SCHUBERT Piano Sonatas Vol 7 (Barry Douglas)
View record and artist detailsRecord and Artist Details
Genre:
Instrumental
Label: Chandos
Magazine Review Date: 02/2025
Media Format: CD or Download
Media Runtime: 78
Mastering:
DDD
Catalogue Number: CHAN20289
Tracks:
Composition | Artist Credit |
---|---|
Sonata for Piano No. 7 |
Franz Schubert, Composer
Barry Douglas, Piano |
Sonata for Piano No. 18 |
Franz Schubert, Composer
Barry Douglas, Piano |
(18) Lieder (Schubert), Movement: Gretchen am Spinnrade |
Franz Liszt, Composer
Barry Douglas, Piano |
(6) Müllerlieder, 'Mélodies favorites' (Schube, Movement: No. 5, Wohin? |
Franz Liszt, Composer
Barry Douglas, Piano |
Author: Stephen Cera
One challenge for a piano virtuoso who tackles Schubert is that the composer’s piano style is determined by vocal and orchestral colour more than the timbre of a keyboard instrument. To be sure, Barry Douglas’s Steinway Model D sounds about as beautiful as a modern piano can. Yet with his robust power, the pianist is sometimes tempted to inflate the scale of the music.

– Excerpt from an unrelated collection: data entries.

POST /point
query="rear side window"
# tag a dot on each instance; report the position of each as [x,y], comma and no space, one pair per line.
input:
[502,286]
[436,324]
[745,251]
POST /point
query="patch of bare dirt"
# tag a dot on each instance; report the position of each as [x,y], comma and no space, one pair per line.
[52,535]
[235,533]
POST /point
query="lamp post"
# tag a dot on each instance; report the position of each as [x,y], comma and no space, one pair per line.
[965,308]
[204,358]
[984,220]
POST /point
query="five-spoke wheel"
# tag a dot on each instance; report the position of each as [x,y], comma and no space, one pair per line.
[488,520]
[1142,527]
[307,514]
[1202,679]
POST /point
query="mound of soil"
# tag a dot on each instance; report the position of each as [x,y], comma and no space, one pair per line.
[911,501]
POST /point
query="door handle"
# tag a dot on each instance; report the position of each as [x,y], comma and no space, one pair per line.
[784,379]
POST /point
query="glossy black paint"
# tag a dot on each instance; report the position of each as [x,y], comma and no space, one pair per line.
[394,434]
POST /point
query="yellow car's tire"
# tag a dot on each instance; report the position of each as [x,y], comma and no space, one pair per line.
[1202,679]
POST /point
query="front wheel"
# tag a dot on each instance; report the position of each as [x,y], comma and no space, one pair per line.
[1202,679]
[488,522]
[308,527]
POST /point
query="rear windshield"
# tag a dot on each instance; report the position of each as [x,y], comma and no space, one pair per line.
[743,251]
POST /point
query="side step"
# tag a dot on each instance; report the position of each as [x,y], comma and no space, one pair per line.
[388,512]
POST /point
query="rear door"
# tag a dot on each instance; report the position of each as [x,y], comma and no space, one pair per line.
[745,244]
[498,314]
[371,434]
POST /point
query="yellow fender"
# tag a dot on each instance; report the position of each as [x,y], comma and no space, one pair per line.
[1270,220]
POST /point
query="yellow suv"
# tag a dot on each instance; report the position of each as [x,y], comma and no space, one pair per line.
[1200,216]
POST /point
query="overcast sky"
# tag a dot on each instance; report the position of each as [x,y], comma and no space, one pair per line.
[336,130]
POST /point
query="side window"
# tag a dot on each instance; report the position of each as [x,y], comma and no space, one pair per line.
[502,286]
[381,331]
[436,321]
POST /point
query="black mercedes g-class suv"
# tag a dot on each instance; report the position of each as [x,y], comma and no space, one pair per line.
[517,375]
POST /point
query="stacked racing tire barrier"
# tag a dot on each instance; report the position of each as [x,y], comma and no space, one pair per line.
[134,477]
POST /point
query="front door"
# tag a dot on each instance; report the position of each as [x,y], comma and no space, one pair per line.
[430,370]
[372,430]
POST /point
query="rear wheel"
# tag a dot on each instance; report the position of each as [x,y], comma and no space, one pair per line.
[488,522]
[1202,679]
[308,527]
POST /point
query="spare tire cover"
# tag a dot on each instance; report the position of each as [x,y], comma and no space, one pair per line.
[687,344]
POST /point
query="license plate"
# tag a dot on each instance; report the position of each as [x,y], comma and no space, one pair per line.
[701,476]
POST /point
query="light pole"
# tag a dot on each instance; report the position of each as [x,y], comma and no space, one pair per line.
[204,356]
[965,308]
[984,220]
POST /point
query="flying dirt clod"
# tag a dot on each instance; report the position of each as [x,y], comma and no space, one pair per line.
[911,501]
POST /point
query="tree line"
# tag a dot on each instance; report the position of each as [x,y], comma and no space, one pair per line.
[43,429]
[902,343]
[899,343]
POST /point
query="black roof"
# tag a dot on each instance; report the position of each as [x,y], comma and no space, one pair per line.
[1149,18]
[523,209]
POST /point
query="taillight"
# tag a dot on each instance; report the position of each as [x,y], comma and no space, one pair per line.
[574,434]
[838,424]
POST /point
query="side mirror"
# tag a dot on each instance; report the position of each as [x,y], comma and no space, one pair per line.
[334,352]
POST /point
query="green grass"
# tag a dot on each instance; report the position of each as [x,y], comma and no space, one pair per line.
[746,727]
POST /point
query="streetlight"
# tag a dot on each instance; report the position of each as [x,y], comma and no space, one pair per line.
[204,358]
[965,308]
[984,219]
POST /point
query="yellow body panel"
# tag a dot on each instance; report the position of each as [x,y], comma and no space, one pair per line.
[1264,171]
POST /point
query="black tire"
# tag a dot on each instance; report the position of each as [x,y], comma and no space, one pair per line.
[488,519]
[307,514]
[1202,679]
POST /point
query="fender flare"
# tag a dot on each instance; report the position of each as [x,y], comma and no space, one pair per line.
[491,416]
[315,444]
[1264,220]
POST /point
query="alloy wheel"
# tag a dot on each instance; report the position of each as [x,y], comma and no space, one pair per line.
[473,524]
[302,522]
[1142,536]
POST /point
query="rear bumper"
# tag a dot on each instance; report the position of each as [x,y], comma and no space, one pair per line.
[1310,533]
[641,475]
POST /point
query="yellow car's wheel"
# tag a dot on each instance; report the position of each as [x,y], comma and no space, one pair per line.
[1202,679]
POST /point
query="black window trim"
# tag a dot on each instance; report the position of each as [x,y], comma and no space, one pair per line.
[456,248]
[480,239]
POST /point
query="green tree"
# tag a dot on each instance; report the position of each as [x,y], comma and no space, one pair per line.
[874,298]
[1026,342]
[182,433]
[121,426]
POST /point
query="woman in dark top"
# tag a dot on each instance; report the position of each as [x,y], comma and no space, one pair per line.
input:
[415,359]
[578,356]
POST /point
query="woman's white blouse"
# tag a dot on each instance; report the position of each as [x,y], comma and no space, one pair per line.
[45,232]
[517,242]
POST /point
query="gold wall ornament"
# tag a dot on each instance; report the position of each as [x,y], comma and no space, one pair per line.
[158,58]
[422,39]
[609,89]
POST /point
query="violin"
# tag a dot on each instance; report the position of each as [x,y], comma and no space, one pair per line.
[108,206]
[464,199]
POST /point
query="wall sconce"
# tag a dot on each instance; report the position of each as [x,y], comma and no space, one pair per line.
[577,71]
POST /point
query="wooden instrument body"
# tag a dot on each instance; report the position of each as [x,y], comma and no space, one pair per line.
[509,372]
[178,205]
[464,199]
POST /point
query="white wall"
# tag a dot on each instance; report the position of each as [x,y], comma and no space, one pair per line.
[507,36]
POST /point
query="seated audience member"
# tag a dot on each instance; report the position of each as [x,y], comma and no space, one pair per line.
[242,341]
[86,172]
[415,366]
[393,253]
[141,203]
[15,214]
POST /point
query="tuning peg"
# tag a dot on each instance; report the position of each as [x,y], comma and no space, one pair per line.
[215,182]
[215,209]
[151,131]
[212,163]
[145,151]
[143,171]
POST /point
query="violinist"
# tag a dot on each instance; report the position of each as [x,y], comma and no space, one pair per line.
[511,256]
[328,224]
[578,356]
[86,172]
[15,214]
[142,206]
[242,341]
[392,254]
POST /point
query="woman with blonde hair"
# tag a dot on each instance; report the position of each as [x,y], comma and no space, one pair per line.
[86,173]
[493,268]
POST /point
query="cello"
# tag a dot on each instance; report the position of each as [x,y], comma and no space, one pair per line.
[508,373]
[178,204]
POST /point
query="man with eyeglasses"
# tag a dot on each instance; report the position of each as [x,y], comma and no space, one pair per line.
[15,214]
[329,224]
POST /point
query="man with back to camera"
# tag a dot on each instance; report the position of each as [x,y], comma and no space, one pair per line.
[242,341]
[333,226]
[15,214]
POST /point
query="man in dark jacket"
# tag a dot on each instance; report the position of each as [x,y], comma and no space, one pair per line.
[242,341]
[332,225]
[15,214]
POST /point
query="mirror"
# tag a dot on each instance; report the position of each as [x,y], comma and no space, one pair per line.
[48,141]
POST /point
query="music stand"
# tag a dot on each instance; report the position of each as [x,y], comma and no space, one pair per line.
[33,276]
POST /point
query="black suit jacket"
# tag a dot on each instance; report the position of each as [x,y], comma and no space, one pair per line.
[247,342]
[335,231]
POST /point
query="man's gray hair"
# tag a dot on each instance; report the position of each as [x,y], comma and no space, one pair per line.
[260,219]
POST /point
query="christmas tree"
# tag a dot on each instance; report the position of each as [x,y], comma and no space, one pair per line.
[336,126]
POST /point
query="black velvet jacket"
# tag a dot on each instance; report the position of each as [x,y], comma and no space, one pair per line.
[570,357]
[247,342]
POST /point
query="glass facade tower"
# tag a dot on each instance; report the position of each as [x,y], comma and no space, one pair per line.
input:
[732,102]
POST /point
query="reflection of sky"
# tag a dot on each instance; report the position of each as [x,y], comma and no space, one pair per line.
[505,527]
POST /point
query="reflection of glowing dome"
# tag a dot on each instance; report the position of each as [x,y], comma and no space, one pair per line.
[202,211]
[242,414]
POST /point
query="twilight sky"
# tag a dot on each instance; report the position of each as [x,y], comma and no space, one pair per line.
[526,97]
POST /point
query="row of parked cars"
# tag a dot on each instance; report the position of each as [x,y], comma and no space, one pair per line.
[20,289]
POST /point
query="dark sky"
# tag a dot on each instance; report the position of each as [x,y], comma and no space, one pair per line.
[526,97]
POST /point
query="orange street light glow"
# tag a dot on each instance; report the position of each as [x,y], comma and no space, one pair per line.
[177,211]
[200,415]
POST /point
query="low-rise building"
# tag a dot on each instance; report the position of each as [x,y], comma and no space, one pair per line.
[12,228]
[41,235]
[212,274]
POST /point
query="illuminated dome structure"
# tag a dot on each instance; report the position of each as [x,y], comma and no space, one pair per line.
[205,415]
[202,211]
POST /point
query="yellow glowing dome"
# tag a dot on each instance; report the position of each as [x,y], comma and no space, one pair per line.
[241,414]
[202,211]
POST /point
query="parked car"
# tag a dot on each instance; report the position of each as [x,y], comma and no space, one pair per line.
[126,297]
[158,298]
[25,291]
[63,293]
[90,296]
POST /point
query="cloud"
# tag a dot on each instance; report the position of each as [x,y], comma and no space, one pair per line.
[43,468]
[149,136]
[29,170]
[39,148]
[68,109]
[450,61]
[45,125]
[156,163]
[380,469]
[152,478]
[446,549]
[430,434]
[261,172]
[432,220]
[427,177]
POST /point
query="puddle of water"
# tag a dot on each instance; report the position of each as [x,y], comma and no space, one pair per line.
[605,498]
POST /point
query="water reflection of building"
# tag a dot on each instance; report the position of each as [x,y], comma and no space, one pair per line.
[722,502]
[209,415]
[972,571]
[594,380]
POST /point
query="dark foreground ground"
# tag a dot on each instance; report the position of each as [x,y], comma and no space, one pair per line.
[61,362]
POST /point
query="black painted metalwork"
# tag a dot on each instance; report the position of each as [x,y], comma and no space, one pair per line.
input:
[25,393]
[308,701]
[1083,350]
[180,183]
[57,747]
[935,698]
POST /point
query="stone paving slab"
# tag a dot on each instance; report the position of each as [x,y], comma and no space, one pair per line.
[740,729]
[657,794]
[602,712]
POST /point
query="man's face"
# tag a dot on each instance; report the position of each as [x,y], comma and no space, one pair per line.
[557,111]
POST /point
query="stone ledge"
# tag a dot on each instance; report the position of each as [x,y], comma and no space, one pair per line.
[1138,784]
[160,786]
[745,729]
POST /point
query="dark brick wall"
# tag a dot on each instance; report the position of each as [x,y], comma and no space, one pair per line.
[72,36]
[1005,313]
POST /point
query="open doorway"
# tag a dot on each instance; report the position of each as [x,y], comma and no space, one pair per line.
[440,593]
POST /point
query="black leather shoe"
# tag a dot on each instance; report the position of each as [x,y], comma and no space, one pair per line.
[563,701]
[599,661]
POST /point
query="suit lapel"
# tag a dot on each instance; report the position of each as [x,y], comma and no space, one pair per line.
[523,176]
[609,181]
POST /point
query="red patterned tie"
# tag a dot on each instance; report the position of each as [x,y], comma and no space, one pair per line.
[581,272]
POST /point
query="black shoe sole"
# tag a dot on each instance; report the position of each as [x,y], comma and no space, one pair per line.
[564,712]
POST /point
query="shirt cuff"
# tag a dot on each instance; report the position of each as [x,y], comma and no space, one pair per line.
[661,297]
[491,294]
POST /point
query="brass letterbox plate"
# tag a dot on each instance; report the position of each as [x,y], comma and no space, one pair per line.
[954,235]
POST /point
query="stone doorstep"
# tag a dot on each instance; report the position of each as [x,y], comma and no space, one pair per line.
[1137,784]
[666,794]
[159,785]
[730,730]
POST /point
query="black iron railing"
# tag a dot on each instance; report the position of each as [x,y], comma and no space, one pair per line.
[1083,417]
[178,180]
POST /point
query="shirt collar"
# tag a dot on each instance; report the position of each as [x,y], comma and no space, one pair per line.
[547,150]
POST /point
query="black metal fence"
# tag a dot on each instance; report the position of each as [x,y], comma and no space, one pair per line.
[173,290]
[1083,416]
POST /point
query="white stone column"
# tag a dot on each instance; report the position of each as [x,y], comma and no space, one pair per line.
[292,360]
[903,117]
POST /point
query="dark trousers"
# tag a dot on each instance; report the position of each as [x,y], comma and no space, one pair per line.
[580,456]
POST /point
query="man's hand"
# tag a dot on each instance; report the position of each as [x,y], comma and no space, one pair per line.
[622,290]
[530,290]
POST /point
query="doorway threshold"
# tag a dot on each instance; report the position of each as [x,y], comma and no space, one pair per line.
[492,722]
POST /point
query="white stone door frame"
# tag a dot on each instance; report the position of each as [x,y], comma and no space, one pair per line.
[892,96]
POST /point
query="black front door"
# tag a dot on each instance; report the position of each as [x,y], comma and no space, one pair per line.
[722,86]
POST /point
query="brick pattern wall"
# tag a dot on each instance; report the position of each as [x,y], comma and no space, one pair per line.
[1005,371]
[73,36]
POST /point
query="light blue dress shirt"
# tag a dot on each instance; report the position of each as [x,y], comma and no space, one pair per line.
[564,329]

That soft chord which opens the G major Sonata sounds very close to the one that introduces Beethoven’s Fourth Concerto, composed 20 years earlier. After the subdued start, Douglas’s tone eventually grows ‘big’ in that spacious yet intimate opening movement (at 10'16" and 12'17") and later at the start of the Menuetto. Schubert’s firmly struck treble chords can be played full out on a large modern Steinway, but the texture implies something different: the timbre of the kind of instrument that Schubert knew, vigorous but not massively sonorous. The Irish pianist offers a musicianly and fluent account, with smoothly flowing runs and subtle rhythmic inflections.
I missed a degree of tenderness in the early E flat Sonata, where there could be more dolce (as in the opening movement’s second subject, from 1'06"), and even softer soft playing. Intriguingly, the sprawling finale here sounds almost Chopinesque in form, line and figuration.
In the final two tracks, Douglas recreates the complex textures and intricate voicing of Liszt’s transcriptions of two Schubert lieder. Here the pianist, music and instrument are in harmonious accord. Recorded sound is exemplary.